Тут панна Нововейская расплакалась — отчасти от жалости к себе, а отчасти от смущения. Лазоревые глазки чувствительной Зоси Боской тоже мгновенно наполнились слезами, Бася же принялась утешать Эвку:
— Все будет хорошо, я сама об этом позабочусь! И Михала в это дело втравлю, и пана Заглобу. Уж я их уговорю, не сомневайся! У пана Заглобы ума палата, перед ним никто не устоит. Ты его не знаешь! Кончай плакать, Эвка, ужинать пора…
Меллеховича за ужином не было. Он сидел в своей горнице и подогревал на очаге горелку с медом, а подогрев, переливал в сосуд поменьше и потягивал, заедая сухарями.
Поздней уже ночью к нему пришел пан Богуш, чтобы обсудить последние новости.
Татарин усадил гостя на табурет, обитый овчиной, и, поставив перед ним полную чарку горячего напитка, спросил:
— Пан Нововейский по-прежнему во мне холопа своего видит?
— Об этом уже и речи нет, — ответил подстолий новогрудский. — Скорей бы уж пан Ненашинец мог на тебя свои права заявить, но и ему ты ненужен: сестра его либо померла, либо давно со своей судьбой смирилась. Пан Нововейский не знал, кто такой, когда наказывал за амуры с дочерью. А теперь и он точно оглоушенный ходит: отец твой хоть и много зла причинил нашей отчизне, но воитель был превосходный, да и кровь — она всегда кровь. Господи! Тебя здесь никто пальцем не тронет, покуда ты отечеству честно служишь, к тому ж у тебя кругом друзья.
— А почему бы мне не служить честно? — сказал в ответ Азья. — Отец мой громил вас, но он неверный был, а я исповедую Христову веру.
— Вот-вот! То-то и оно! Тебе уже нельзя в Крым возвращаться, разве что от веры откажешься, но тогда и вечного спасения будешь лишен, а этого никакими земными благами, никакими высокими званиями не возместить.

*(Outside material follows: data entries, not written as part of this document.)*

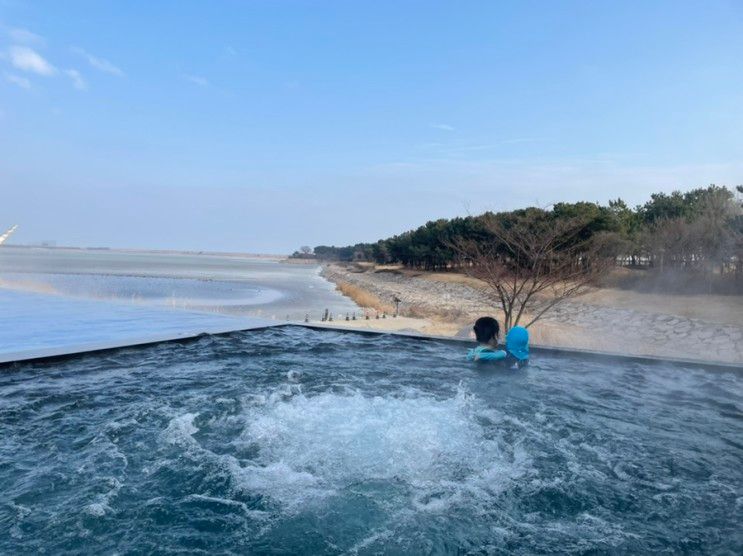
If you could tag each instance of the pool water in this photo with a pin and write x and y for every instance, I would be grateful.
(289, 440)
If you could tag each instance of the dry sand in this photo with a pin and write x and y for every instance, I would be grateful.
(608, 319)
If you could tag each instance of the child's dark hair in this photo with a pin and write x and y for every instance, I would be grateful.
(486, 328)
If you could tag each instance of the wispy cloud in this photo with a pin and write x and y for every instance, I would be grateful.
(196, 80)
(22, 82)
(77, 80)
(443, 127)
(27, 59)
(100, 64)
(24, 36)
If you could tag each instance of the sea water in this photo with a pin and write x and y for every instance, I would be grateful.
(67, 298)
(318, 442)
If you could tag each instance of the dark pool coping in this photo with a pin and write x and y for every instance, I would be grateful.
(55, 354)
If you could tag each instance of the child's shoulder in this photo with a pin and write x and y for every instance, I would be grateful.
(485, 353)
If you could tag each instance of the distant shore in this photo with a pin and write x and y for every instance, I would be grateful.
(689, 326)
(150, 251)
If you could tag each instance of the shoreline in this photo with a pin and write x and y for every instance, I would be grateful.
(605, 319)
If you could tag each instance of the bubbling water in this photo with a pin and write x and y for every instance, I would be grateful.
(296, 441)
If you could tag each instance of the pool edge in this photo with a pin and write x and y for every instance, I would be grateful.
(55, 354)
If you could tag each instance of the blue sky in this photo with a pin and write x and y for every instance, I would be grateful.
(265, 125)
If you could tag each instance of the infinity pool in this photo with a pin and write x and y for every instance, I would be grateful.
(290, 440)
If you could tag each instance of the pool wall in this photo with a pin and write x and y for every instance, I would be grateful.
(53, 354)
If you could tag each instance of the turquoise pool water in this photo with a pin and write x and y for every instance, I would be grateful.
(290, 440)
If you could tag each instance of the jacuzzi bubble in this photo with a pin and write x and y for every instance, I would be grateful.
(351, 444)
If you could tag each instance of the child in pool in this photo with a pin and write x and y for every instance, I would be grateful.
(517, 344)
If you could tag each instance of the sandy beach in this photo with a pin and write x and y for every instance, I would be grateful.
(607, 319)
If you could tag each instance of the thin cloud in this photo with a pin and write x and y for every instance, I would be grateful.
(21, 82)
(24, 36)
(27, 59)
(77, 80)
(100, 64)
(197, 80)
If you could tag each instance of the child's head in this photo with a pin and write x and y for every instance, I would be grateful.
(486, 330)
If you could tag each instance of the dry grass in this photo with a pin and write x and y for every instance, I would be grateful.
(363, 298)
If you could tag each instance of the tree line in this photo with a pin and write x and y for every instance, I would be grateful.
(698, 231)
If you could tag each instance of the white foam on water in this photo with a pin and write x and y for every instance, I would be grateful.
(312, 447)
(180, 430)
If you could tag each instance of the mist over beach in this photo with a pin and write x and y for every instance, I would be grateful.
(371, 277)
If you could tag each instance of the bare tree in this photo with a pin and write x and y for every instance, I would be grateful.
(535, 262)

По правде говоря, ты и пану Ненашинцу, и пану Нововейскому должен быть благодарен: первый тебя из басурманских лап вытащил, а второй воспитал в истинной вере.
На что Азья сказал:
— Знаю, что у них в долгу, и постараюсь этот долг сполна отдать. И благодетелей у меня здесь тьма, как ваша милость справедливо изволили заметить!
— Чего губы кривишь? Посчитай сам, сколькие к тебе расположены.
— Его милость пан гетман ваша милость в первую очередь; это я до смерти повторять не устану. Кто еще, не знаю…
— А здешний комендант? Думаешь, он бы тебя кому-нибудь выдал, даже не будь ты Тугай-беев сын? А она? Пани Володыёвская! Я слышал, как она о тебе за ужином говорила… Ба! Да еще до того, как Нововейский тебя узнал, она, не раздумывая, за тебя вступилась! Пан Володыёвский ради жены все сделать готов, он в ней души не чает, а она тебя любит, как сестра. Весь вечер твое имя у нее с уст не сходило…
Молодой татарин внезапно опустил голову и принялся дуть на дымящийся напиток в кружке; когда он при этом выпятил синеватые свои губы, лицо его сделалось таким татарским, что Богуш, не удержавшись, сказал:
— Черт, до чего ты сейчас на старого Тугай-бея похож — бывают же такие чудеса на свете! Я ведь отца твоего отлично знал, и у хана при дворе видывал, и на бранном поле, да и в становье его по меньшей мере раз двадцать ездил.
— Благослови господи всех, кто по справедливости живет, а обидчиков пусть мор передушит! — ответил Азья. — Здоровье гетмана!
Богуш выпил и сказал:
— Здоровья ему и долголетия! Мы его не оставим. Хоть и немного нас, зато все настоящие солдаты. Даст бог, не уступим дармоедам этим, что только и умеют в сеймиках языком молоть да обвинять пана гетмана в измене королю. Бездельники! Мы в степях денно и нощно неприятелю отпор даем, а они горшки с бигосом да с пшенной кашей за собою возят, барабанят ложками по дну. Вот какая у них работа! Пан гетман посланца за посланцем шлет, помощи для Каменца просит, пророчит, словно Кассандра падение Илиона и гибель народа Приамова, а эти и в ус не дуют, только докапываются, кто перед королем провинился.